The comic was also published in other student newspapers like the University Reporter.

== Monkey Day ==
Sorrow is also known as the creator of December 14's unofficial holiday, Monkey Day. Monkey Day is an international animal rights holiday created and popularized by Sorrow and Eric Millikin in 2000 as an opportunity to educate the public about monkeys, as a holiday that supports evolution rather than religious themes, and an excuse to throw monkey-themed art shows and costume parties. Sorrow and Millikin were art students at Michigan State University at the time.

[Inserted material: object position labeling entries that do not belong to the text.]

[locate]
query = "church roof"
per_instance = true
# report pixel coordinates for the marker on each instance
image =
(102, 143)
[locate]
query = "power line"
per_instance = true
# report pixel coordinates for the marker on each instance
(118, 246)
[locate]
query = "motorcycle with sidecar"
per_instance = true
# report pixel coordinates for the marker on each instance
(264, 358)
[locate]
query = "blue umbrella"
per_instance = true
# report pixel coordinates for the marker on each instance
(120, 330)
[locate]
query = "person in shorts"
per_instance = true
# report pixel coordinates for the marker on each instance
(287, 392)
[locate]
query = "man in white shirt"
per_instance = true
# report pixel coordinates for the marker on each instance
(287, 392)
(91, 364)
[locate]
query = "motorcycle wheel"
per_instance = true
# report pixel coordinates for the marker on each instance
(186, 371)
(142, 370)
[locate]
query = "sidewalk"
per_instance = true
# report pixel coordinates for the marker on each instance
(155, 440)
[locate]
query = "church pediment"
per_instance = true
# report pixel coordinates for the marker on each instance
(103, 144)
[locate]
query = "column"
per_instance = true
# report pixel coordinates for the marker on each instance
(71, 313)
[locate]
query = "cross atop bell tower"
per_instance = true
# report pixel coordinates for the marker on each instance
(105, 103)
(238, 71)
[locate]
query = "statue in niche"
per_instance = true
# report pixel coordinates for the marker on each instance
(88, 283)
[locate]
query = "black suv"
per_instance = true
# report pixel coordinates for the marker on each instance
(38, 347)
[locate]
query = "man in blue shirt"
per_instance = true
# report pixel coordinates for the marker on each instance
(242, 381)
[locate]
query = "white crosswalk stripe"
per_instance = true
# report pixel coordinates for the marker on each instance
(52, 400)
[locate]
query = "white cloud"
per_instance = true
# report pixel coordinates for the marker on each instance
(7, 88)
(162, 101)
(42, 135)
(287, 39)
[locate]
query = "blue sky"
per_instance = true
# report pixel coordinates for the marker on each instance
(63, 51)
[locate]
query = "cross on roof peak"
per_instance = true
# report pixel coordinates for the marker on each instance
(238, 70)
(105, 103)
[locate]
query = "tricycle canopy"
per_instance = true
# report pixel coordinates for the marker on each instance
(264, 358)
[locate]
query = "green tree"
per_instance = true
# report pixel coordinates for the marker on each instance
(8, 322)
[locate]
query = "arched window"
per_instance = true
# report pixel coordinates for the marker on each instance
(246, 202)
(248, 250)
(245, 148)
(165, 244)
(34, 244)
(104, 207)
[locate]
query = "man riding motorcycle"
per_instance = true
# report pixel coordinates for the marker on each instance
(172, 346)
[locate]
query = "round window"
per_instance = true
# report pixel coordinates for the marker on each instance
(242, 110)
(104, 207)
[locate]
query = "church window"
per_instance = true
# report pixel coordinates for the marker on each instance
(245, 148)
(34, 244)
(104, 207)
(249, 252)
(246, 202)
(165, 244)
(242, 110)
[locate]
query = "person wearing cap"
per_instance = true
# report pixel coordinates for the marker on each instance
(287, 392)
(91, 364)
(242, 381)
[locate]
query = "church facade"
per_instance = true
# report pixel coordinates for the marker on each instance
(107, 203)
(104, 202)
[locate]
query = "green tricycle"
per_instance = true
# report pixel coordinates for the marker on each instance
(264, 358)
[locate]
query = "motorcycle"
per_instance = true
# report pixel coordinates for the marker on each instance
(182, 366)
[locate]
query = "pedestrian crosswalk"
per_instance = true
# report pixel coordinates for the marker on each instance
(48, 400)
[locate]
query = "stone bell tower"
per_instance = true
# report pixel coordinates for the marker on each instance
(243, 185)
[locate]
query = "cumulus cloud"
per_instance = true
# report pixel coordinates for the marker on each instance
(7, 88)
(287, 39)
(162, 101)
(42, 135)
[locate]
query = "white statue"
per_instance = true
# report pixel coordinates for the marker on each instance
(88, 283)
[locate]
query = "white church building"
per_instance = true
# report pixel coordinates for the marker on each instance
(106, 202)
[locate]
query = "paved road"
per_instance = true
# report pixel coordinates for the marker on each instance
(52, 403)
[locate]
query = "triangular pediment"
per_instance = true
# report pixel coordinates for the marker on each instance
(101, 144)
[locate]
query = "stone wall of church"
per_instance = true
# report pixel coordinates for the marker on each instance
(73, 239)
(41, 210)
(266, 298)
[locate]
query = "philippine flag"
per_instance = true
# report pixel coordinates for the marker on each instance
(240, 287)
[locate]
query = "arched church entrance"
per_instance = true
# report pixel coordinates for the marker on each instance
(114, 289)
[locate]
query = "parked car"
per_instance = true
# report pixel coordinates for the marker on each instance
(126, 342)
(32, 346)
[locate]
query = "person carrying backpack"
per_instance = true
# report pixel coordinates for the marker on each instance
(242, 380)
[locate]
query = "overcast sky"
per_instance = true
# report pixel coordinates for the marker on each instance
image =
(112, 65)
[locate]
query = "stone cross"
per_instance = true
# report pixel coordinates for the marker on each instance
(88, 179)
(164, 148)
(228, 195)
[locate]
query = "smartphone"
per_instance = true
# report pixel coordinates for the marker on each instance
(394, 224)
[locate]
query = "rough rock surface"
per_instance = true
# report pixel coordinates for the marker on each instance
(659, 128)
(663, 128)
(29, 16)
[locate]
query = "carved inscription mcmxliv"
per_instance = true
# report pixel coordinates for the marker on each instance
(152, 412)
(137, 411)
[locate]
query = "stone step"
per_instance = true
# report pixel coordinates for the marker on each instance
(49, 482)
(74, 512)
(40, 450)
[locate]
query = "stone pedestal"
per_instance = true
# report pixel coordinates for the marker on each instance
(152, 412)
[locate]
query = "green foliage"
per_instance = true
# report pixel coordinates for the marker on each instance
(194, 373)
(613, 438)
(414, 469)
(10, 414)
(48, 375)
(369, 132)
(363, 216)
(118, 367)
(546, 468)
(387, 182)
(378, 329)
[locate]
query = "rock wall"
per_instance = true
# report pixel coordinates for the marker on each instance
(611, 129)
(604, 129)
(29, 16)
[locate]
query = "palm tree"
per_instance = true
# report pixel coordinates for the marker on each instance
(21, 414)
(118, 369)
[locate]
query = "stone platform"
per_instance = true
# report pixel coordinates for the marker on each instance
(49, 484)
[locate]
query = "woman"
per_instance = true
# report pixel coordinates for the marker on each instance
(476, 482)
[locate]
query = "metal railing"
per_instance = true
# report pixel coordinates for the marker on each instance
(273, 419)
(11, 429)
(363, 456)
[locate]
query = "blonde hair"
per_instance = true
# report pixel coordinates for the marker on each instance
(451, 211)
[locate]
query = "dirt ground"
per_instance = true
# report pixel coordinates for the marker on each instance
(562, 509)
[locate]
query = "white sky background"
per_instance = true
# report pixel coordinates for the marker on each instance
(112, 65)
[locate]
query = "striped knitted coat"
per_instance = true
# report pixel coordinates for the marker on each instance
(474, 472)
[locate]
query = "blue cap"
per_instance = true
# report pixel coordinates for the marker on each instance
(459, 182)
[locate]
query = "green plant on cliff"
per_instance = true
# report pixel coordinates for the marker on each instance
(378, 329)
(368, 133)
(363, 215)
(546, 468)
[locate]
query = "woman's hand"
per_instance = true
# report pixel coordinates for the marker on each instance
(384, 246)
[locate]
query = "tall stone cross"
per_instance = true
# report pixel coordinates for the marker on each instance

== The Cats of Copenhagen ==
In 2012, Sorrow illustrated the first printed edition of James Joyce's The Cats of Copenhagen, where Sorrow's pen and ink hand-drawings were made into clichés typographiques and printed on a rare American-built Vandercook SP 33 proofing press for the first edition. In October 2012, Simon & Schuster published the first U.S. edition through Scribner. As of 2014, Sorrow's illustrations have been featured in 8 different international language editions, including an Italian version published by Psichogios Publications, a Greek version be Giunti Editore, a Danish version by Gyldendal, and a Chinese version by Chein Hsing Publishing. American fashion magazine Vogue described The Cats of Copenhagen as "charmingly illustrated" and a perfect gift for anarchists.

==Finn's Hotel==
In 2013, Sorrow's illustrations were again featured in first printing of a James Joyce book, Finn's Hotel published by Ithys Press. Sorrow's illustrations are also featured in the international editions in Spanish by Editorial Losada, Italian by Gallucci, Greek by Psichogios Publications, Portuguese by Compahnia das Letras, and German by Suhrkamp Verlag. The illustrations for Finn's Hotel have been described as fun and relevant with a child's naivety.

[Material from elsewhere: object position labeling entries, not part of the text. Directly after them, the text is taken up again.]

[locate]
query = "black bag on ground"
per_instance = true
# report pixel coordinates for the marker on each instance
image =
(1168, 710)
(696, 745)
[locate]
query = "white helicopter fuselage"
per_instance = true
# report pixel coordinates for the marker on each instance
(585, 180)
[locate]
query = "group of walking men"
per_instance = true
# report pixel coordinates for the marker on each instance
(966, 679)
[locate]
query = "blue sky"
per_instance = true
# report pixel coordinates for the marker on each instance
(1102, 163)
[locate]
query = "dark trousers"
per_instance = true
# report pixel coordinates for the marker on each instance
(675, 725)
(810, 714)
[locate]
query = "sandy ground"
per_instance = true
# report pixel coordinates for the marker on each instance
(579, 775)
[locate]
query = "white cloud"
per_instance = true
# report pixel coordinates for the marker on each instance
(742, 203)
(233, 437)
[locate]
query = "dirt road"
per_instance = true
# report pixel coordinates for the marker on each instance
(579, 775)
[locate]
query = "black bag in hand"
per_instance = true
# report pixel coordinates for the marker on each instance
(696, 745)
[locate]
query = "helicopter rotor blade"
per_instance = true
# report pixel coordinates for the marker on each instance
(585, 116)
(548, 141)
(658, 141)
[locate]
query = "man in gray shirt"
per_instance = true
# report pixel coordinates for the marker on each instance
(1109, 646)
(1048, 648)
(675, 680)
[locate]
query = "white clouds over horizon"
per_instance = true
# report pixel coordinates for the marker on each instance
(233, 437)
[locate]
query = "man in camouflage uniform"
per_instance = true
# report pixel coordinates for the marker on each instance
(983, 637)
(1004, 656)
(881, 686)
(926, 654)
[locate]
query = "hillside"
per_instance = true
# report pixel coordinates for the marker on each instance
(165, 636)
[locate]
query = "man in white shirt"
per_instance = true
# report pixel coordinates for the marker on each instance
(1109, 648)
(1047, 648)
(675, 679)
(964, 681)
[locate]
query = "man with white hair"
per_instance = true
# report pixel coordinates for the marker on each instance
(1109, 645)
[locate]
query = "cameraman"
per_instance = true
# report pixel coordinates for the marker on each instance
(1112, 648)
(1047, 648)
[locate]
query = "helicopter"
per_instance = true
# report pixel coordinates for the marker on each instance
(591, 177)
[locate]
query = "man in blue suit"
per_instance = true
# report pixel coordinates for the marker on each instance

==Bestiary of Fantastic Creatures==
In January 2014, Sorrow successfully funded a Kickstarter for an OSR-style RPG bestiary of monsters, "Bestiary of Fantastic Creatures Volume 1: Bizarre Monsters", written and illustrated by Sorrow. The book is described by Sorrow's publishing house, Bull Cock Press, as "a small collection of uniquely illustrated creatures produced to be compatible with the format of traditional table-top role-playing games playable with paper and pencil". It was released to the general public in June 2014, in both a physical and PDF format. Reviews describe the bestiary as "awesomely illustrated" with creatures that "feel fun, and look epic", "an old school monster manual from the times when monsters still were imaginative and the art was personal and cool", and a little volume of strange monsters that not only is "Fiend Folio-good, it's Fiend Factory good".

==Odd Nodd Art Supply==
In 2019 Sorrow opened Odd Nodd Art Supply with partner Whitney Sorrow, an art supply store located in the REO Town district of Lansing, Michigan. In October of 2020, Odd Nodd was relocated to Old Town, Lansing, Michigan
after being "able to persevere in spite of the coronavirus pandemic thanks to support from its dedicated clientele" describing the COVID-19 pandemic experience as “the worst thing I could possibly imagine for the first year of business.” In summer 2025, Odd Nodd Art Supply was vandalized with "racist and homophobic remarks, as well as Nazi symbols." Lansing Police investigated the vandalism as hate crimes.

==Other works==
Sorrow's illustrations have appeared in publications like The New York Times.

Sorrow attended art school at Michigan State University, where his artwork often focused on screen prints of flaming skulls.